What researchers want is a system that shields them from the mechanics of information retrieval and which presents them with a set of papers (in the loosest possible sense) which are relevant to their work and interests, which have a known reliability factor, and which are formatted in a familiar and congenial style and layout. Ideally they want this to be done on a routine and automatic basis and to scan every possible source of information in the world. They want their own librarian, in fact. And in a very few, very eminent cases that is what they get.
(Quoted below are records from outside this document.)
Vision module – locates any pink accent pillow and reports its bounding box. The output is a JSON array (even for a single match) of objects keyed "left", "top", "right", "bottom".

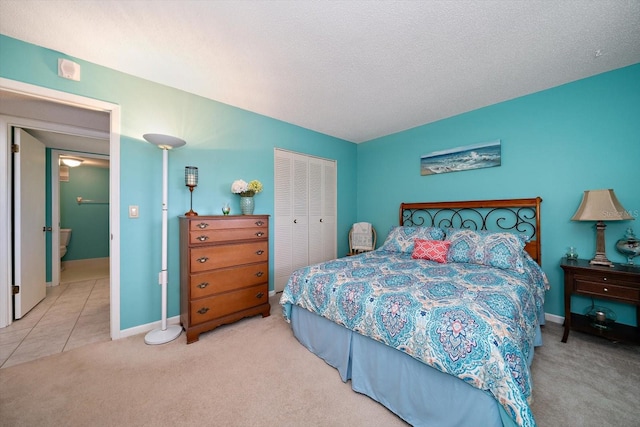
[{"left": 411, "top": 239, "right": 451, "bottom": 263}]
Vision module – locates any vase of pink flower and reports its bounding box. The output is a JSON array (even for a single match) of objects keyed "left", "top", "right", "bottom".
[{"left": 231, "top": 179, "right": 263, "bottom": 215}]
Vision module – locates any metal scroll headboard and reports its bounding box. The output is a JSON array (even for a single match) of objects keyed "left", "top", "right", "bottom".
[{"left": 400, "top": 197, "right": 542, "bottom": 264}]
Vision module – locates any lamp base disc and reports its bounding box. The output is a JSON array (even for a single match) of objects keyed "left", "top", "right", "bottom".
[{"left": 144, "top": 325, "right": 182, "bottom": 345}]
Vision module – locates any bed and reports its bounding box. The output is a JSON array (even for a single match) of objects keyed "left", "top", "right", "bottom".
[{"left": 280, "top": 197, "right": 548, "bottom": 427}]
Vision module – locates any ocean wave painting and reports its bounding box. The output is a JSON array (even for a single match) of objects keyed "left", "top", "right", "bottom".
[{"left": 420, "top": 140, "right": 502, "bottom": 175}]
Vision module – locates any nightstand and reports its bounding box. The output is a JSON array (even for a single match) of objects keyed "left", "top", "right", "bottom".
[{"left": 560, "top": 258, "right": 640, "bottom": 344}]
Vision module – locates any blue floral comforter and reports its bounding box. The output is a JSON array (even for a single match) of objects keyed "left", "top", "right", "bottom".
[{"left": 280, "top": 250, "right": 548, "bottom": 426}]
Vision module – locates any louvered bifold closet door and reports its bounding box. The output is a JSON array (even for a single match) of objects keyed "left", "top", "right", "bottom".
[
  {"left": 273, "top": 150, "right": 293, "bottom": 292},
  {"left": 274, "top": 149, "right": 337, "bottom": 292}
]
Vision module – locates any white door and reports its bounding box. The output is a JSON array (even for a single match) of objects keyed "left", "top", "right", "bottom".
[
  {"left": 273, "top": 150, "right": 293, "bottom": 292},
  {"left": 13, "top": 128, "right": 47, "bottom": 319}
]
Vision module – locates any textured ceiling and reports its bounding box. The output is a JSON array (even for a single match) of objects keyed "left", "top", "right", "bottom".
[{"left": 0, "top": 0, "right": 640, "bottom": 142}]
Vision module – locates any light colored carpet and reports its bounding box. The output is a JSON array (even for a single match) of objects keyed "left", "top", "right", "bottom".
[{"left": 0, "top": 297, "right": 640, "bottom": 427}]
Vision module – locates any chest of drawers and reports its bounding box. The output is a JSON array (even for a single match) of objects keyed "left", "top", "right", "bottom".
[{"left": 180, "top": 215, "right": 271, "bottom": 344}]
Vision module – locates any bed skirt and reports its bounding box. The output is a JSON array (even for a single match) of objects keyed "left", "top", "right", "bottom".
[{"left": 291, "top": 306, "right": 515, "bottom": 427}]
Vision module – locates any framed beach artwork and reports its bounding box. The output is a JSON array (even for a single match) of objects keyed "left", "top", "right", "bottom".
[{"left": 420, "top": 139, "right": 502, "bottom": 175}]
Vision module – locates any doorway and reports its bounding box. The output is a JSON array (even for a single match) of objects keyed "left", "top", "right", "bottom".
[{"left": 0, "top": 78, "right": 120, "bottom": 339}]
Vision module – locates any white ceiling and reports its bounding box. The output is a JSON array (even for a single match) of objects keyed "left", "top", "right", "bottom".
[{"left": 0, "top": 0, "right": 640, "bottom": 143}]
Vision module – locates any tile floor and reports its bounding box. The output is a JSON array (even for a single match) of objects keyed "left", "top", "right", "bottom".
[{"left": 0, "top": 258, "right": 111, "bottom": 368}]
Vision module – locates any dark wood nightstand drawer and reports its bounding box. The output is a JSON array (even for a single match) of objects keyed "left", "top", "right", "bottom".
[{"left": 574, "top": 276, "right": 640, "bottom": 304}]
It is now possible to conceive of a piece of expert software which will scurry about the academic networks of the future, performing this service for even the humblest postgraduate student and researcher. In future the electronic ferret (so called after the small predator which is traditionally sent into warrens to terrify rabbits into bolting blindly out of their holes into the waiting nets) will sit on a personal workstation and: (a) guide the researcher through a formulation of his or her subject interest, weighting terms according to their importance and relevance, and building in a random element from those oddities who believe in the importance of serendipity; (b) working invisibly in background mode and out of hours, search the networked journals, bulletin boards, research notes and other data sources, applying an informed judgement as to their reliability, and retrieving all items crossing the current relevance/acceptability threshold; (c) translating all materials into the languages familiar to the researcher; (d) organising the material thematically (or otherwise as required); € formatting the resulting bespoke “journal” into the organisational format, typeface and page layout, preferred by the researcher, and outputting it to screen, printer or whatever else is specified. At this point, the role of the readers’ services librarian becomes a little unclear.

Conclusion

The ferret will not start retrieving its smart packets this year. Perhaps all this will not happen this century. But most of its elements can already be seen in primitive form, and the first tentative links are being put in by systems such as CARL. It was only 12 years between offline Medlars searching and the first CD-ROM prototypes. Retrieving primary documents will assume greater importance and sources such as Medline will go into relative decline. The intelligent element in computerised search and retrieval will continue to move away from the database and into the searcher’s workstation. The librarian-mediated search will join the scriptorium and the Computer Department in the mausoleum of library history.

Some readers may think that this paper predicts a gloomy future for the working librarian. Perhaps it does, but much, much less gloomy than that of the commercial scholarly publisher, who has so much more to lose and is so much more certain of losing it. The pattern of scholarly work is changing as the PC becomes a pervasive tool in all disciplines and bulletin boards and respectable electronic journals emerge. Librarians may wish, or even need, to become the gatekeepers for changing patterns of scholarly communication.